Wlliam Harvey's Exercitatio anatomica de motu cordis et sanguinis in animalibus was published in Frankfurt in 1628. In this work Harvey presented the discovery and experimental proof of the circulation of the blood. Since antiquity, ideas about the physiology and pathology of most parts of the body had been based to an important degree on assumptions made about the function of the heart and blood vessels. In fundamentally changing the conception of these functions, Harvey pointed the way to reform of all of physiology and medicine.
Why Harvey chose a European publisher for his book has long provoked speculation— the most plausible conjecture is that Harvey wanted his book published on the Continent so that it would more easily gain international distribution and acceptance.

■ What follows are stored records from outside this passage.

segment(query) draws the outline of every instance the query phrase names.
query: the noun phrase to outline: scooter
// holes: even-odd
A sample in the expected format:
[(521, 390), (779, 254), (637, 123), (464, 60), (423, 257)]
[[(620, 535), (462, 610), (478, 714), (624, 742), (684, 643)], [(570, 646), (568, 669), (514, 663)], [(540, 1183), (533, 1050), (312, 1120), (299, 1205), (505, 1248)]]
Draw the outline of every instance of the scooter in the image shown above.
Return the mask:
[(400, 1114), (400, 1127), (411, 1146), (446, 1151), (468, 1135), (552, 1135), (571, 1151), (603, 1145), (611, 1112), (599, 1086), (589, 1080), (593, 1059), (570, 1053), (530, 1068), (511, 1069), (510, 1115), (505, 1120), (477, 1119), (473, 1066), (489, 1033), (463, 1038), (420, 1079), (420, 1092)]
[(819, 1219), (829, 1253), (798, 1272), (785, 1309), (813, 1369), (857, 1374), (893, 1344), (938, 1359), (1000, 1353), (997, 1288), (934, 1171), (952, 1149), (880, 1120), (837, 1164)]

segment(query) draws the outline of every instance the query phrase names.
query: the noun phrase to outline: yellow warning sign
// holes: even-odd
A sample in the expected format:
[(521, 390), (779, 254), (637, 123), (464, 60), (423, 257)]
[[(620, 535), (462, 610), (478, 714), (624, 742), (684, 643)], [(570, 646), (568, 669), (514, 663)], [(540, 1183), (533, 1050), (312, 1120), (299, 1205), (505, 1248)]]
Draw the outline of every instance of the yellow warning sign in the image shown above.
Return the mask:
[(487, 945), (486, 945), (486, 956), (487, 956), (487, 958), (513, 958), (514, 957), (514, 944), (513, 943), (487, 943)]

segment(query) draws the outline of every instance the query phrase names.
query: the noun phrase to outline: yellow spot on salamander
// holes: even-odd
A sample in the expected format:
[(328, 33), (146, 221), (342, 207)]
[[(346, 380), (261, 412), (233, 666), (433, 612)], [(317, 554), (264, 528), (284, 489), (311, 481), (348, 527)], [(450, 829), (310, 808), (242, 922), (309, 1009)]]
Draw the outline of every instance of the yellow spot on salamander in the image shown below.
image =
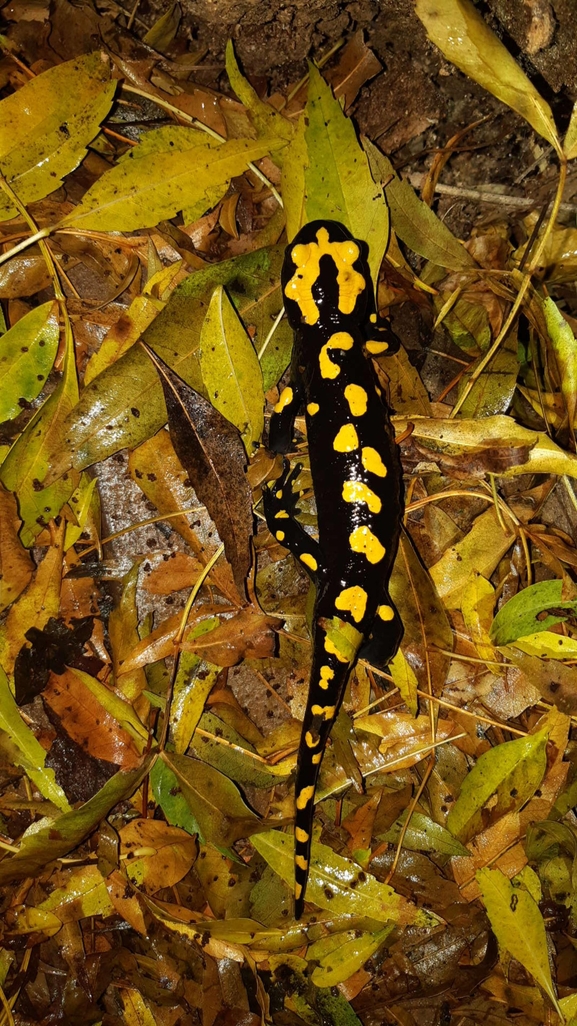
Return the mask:
[(367, 608), (368, 595), (364, 588), (358, 584), (352, 588), (344, 588), (339, 597), (335, 600), (337, 609), (347, 610), (356, 623), (360, 623)]
[(336, 705), (312, 705), (313, 716), (322, 716), (324, 720), (332, 720), (335, 715)]
[(300, 883), (295, 883), (295, 901), (299, 900), (302, 892), (303, 892), (303, 885), (300, 884)]
[(345, 399), (349, 404), (353, 417), (362, 417), (367, 412), (368, 396), (361, 385), (347, 385)]
[(307, 748), (316, 748), (319, 743), (318, 737), (313, 737), (310, 730), (307, 730), (305, 734), (305, 744)]
[(337, 331), (334, 335), (331, 335), (330, 339), (328, 342), (325, 342), (319, 353), (321, 378), (330, 378), (331, 380), (334, 380), (335, 378), (338, 378), (341, 373), (341, 368), (338, 363), (331, 360), (330, 350), (352, 349), (353, 345), (353, 336), (349, 335), (348, 331)]
[(305, 566), (310, 567), (311, 570), (316, 570), (318, 563), (314, 556), (311, 556), (310, 552), (303, 552), (302, 556), (299, 556), (301, 563)]
[(369, 317), (369, 321), (371, 322), (371, 324), (376, 324), (377, 323), (377, 315), (376, 314), (371, 314), (371, 316)]
[(299, 844), (306, 844), (309, 836), (310, 835), (307, 834), (306, 830), (303, 830), (302, 827), (295, 828), (295, 840), (298, 841)]
[[(325, 652), (328, 652), (329, 655), (336, 656), (338, 661), (339, 661), (339, 663), (348, 663), (348, 661), (349, 661), (347, 659), (346, 655), (343, 655), (342, 652), (339, 652), (339, 650), (338, 650), (337, 646), (335, 645), (334, 641), (331, 641), (331, 639), (329, 637), (325, 638)], [(321, 687), (322, 687), (322, 685), (321, 685)]]
[(329, 686), (329, 681), (331, 681), (335, 675), (335, 671), (331, 669), (330, 666), (321, 666), (320, 674), (319, 687), (321, 687), (323, 691), (326, 691)]
[(378, 356), (379, 353), (384, 353), (389, 348), (388, 342), (375, 342), (374, 339), (365, 342), (367, 353), (371, 356)]
[(326, 228), (319, 228), (317, 241), (294, 246), (291, 257), (296, 271), (285, 286), (285, 296), (298, 303), (306, 324), (316, 324), (319, 309), (313, 299), (312, 288), (320, 273), (321, 257), (332, 257), (337, 269), (339, 289), (338, 308), (341, 313), (352, 313), (357, 298), (365, 287), (362, 274), (355, 271), (353, 264), (359, 258), (359, 247), (352, 239), (344, 242), (330, 242)]
[[(354, 424), (343, 424), (335, 435), (333, 449), (336, 452), (354, 452), (359, 447), (359, 436)], [(364, 449), (363, 449), (364, 452)]]
[(318, 403), (309, 403), (307, 406), (307, 413), (309, 417), (314, 417), (315, 413), (318, 413), (320, 406)]
[(280, 509), (278, 513), (275, 513), (274, 518), (275, 520), (290, 520), (290, 516), (286, 509)]
[(279, 488), (278, 492), (274, 493), (275, 499), (282, 499), (282, 488)]
[(369, 563), (380, 563), (386, 552), (369, 527), (355, 527), (349, 535), (349, 544), (353, 552), (362, 552)]
[(307, 860), (303, 858), (302, 855), (297, 855), (295, 858), (295, 866), (298, 866), (299, 869), (302, 869), (302, 871), (305, 872), (308, 869), (308, 865)]
[(371, 513), (380, 513), (383, 504), (379, 496), (368, 488), (362, 481), (345, 481), (343, 485), (343, 499), (345, 502), (364, 502)]
[(373, 449), (372, 446), (363, 446), (361, 449), (361, 462), (365, 470), (368, 470), (369, 474), (376, 474), (377, 477), (387, 476), (387, 468), (385, 467), (380, 454), (376, 449)]
[(311, 762), (313, 762), (315, 764), (315, 766), (318, 766), (318, 764), (321, 761), (322, 757), (323, 757), (323, 753), (322, 752), (317, 752), (316, 755), (312, 755), (311, 756)]
[(395, 618), (395, 610), (391, 606), (379, 606), (377, 613), (381, 620), (394, 620)]
[[(314, 758), (314, 756), (313, 756), (313, 758)], [(310, 802), (310, 800), (311, 800), (311, 798), (312, 798), (312, 796), (314, 794), (314, 791), (315, 791), (315, 789), (314, 789), (314, 785), (313, 784), (309, 784), (308, 787), (303, 787), (302, 791), (300, 792), (300, 794), (299, 794), (299, 796), (298, 796), (298, 798), (296, 800), (296, 807), (297, 807), (297, 809), (300, 809), (301, 811), (302, 811), (302, 809), (306, 809), (308, 803)]]
[(284, 541), (284, 538), (285, 538), (284, 531), (277, 531), (275, 533), (275, 538), (276, 538), (277, 541)]
[(274, 412), (275, 413), (282, 413), (282, 411), (284, 410), (285, 406), (290, 406), (290, 404), (292, 403), (293, 399), (294, 399), (294, 392), (293, 392), (292, 388), (290, 387), (290, 385), (287, 385), (286, 388), (283, 388), (283, 390), (282, 390), (282, 392), (281, 392), (281, 394), (279, 396), (278, 403), (275, 403)]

His choice of the Frankfurt publisher William Fitzer seems to have arisen from his long acquaintance with Robert Fludd, whose books were then being published by Fitzer.
The physical distance between Harvey and his publisher seems to have precluded Harvey from correcting proofs, as he was compelled to issue an errata leaf with no less than 126 corrections. Since very few copies of De motu cordis include this errata leaf, it has been argued that it was probably added after a large portion of the edition had already been sold. Even so, Harvey's errata list must have been compiled with some haste, as the Latin text edited by Akenside for the College of Physicians in 1766 contains 246 emendations. Fitzer had Harvey's book printed on paper of poor quality, which has deteriorated in virtually all surviving copies. The first edition must have been relatively small since only about 68 copies have survived, nearly all in institutions.
Hook & Norman, The Haskell F. Norman Library of Science and Medicine, (1991) no. 1006.